Annerley House
Alteration + Addition Brisbane, Qld
It’s fairly common these days for people to be thinking of resale as they go into a renovation project with an architect. Arguably, that mindset places limitations on the process, whereby the daydreams of a new place for living are filtered through the lens of “broad appeal.” In this project, however, client Tamsin was not interested in the “real estate game” of satisfying some generic future market in the renovation of her house in Annerley in Brisbane’s inner south. Instead, Zuzana and Nicholas Architects proceeded from the perspective of what needed to be done to make the small timber cottage wonderfully liveable for the family for the long run, celebrating the qualities that suited them best. Tamsin’s biggest desire was to create meaningful connections to the garden from as many parts of the home as possible. As an avid gardener, she wished to offer her children rich and varied experiences of nature as part of their everyday life.

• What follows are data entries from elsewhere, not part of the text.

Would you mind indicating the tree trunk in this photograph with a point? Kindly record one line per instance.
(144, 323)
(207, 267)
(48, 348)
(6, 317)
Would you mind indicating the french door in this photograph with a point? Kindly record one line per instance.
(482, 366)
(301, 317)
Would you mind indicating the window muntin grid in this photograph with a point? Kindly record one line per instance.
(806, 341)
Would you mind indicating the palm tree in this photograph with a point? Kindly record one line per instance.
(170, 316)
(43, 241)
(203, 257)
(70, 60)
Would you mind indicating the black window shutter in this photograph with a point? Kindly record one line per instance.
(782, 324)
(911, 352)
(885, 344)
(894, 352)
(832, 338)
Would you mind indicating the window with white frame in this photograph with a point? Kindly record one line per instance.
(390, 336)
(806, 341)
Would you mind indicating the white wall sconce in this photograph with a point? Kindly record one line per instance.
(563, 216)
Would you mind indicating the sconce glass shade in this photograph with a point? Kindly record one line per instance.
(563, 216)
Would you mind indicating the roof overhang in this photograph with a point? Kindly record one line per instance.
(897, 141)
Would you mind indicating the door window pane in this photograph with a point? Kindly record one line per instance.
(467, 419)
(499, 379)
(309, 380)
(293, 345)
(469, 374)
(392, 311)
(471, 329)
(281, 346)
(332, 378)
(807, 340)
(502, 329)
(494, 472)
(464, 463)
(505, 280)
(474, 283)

Zuzana and Nicholas edited the fabric of the existing cottage to establish a new order of connectivity and practical adjacencies including, importantly, a long sightline from the front door to the green of the garden at the rear. While the street-facing rooms and small enclosed verandah were given a tidy up, the design focused principally on refiguring the back half of the house to be find a better harmony internally and with the outdoors. In this process of augmenting and replacing the skin-and-bone qualities of traditional construction with bespoke built-out and built-in joinery, the renovated interior has been given more definition. Edges have been thickened with storage and shelving elements that help each room serve more than one purpose, an important consideration in a small dwelling.

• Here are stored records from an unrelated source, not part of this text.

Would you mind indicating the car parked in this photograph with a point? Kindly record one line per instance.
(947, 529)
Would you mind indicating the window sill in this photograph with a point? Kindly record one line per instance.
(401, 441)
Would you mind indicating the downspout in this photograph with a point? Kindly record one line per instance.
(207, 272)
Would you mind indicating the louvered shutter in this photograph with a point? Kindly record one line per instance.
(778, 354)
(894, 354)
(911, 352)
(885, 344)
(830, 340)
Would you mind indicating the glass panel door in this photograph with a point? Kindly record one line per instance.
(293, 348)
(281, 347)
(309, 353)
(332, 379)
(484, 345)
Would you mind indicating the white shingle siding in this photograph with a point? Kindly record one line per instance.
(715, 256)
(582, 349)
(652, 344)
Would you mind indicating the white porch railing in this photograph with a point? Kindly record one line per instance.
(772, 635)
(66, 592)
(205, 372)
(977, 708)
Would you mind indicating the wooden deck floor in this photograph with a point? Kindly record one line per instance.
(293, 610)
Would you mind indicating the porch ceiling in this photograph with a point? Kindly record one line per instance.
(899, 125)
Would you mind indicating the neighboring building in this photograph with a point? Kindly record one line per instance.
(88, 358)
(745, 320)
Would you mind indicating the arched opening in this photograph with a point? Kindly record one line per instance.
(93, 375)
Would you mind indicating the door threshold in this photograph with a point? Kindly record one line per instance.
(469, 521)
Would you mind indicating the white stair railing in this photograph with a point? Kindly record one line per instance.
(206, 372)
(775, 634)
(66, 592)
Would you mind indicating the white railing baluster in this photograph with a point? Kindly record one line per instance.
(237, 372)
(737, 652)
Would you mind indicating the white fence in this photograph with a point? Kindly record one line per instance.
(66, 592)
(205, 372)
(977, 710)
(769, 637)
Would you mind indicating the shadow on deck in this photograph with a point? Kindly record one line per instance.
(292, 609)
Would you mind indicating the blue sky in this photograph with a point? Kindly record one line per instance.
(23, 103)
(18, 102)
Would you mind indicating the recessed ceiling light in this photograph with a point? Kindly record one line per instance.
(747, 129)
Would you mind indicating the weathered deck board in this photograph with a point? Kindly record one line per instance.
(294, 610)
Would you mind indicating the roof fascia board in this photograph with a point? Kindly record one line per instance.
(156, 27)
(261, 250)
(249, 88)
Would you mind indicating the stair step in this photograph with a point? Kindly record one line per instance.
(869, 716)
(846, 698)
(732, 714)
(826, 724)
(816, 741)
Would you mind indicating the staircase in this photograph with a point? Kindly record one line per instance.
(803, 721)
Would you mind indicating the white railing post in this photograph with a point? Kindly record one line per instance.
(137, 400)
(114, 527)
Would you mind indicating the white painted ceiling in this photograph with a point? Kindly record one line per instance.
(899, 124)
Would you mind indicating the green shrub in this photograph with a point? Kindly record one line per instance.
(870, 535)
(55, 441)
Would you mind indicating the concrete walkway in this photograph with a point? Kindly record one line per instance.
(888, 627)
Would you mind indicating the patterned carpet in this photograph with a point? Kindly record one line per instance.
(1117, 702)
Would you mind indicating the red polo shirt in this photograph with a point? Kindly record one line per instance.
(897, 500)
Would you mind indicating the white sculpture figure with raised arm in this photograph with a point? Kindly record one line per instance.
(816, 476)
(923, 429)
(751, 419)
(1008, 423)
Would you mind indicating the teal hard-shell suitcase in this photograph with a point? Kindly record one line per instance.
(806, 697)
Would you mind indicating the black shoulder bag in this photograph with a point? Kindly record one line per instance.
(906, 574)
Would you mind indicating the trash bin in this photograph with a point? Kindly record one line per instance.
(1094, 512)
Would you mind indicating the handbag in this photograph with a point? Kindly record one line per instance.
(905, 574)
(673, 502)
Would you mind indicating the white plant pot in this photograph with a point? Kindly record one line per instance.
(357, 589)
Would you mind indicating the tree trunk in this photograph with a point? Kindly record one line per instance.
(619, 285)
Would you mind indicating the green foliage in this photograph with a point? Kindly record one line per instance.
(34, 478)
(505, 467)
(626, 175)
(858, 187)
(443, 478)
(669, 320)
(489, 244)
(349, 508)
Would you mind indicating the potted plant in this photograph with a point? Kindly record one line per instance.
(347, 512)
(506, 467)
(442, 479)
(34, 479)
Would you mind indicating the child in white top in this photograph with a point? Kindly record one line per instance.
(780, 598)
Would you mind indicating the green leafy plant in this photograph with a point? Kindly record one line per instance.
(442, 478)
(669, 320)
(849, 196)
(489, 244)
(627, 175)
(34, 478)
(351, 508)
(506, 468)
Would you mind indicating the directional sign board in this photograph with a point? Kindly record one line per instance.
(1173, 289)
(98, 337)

The reconfigured kitchen has been unfurled from its original position to hug the northern and western edges of what is now a long dining and living room oriented toward the garden. At the end of the room, a new garden view is framed by a window seat where once there was a narrow louvre set. The kitchen cabinetry is made of low-emission plywood, which Tamsin was interested in staining green. The variation of the stained finish tangibly enlivens the materiality of the interior in a kind of kinship with the garden surrounds. Adjacent to the long room and subdivided from it by bespoke open shelving is a playroom. This space can also be used as a guest bedroom thanks to the simple inclusion of stackable sliding doors built-in behind the joinery.
While the interior of the existing house has been significantly opened up through renovation, the
fulcrum of connection between house and garden is created by a small, one-room extension. It’s a memorably transformative element that is glimpsed from throughout the house. A double-height pavilion clad in Zincalume, its form rises toward the east and opens wide on two sides at ground level. To the east it opens onto a stone terrace while to the north it befriends a bed of waving grasses via a low datum, which has been built up out of the new room’s concrete base to offer a reposeful edge. This is a companion threshold moment to the nearby window seat, each celebrating the home’s new unity with its place. Vertically, the pavilion offers a novel delight in a mezzanine nested beneath the apex of the skillion roof. It’s just wide enough to accommodate a small variety of possible purposes: as a study, an extra sleeping place or a much-loved reading eyrie for the children.
Although modest in area and materially restrained, this new room adds a tangible spatial luxury to the home. It pragmatically increases the liveable area available to the family, but it also multiplies the ways one can inhabit the dwelling, which always makes a small home feel generous. It also dovetails the house with the rich and varied garden, which was a collaborative project between Tamsin and Jonathan Kopinski. Much as the reimagined house knits together new adjacencies and creates many different places to be, the garden offers a patchwork of textures and experiential worlds for the children: a square of perfect lawn, a productive garden, a shadowy grove. And from the garden, looking back at the bright pavilion with its welcoming open thresholds, they can spy all the other places where they can play, sit and read.
Before Zuzana and Nicholas’s intervention, this was a dark, compartmentalized and introverted house that constrained family life within a century-old planning pattern. The architects have stitched in a new logic of connectivity, editing, augmenting and extending the house to create a unique and beautiful scaffold for this particular family’s inhabitation, enriched and interwoven with the stuff of their daydreams.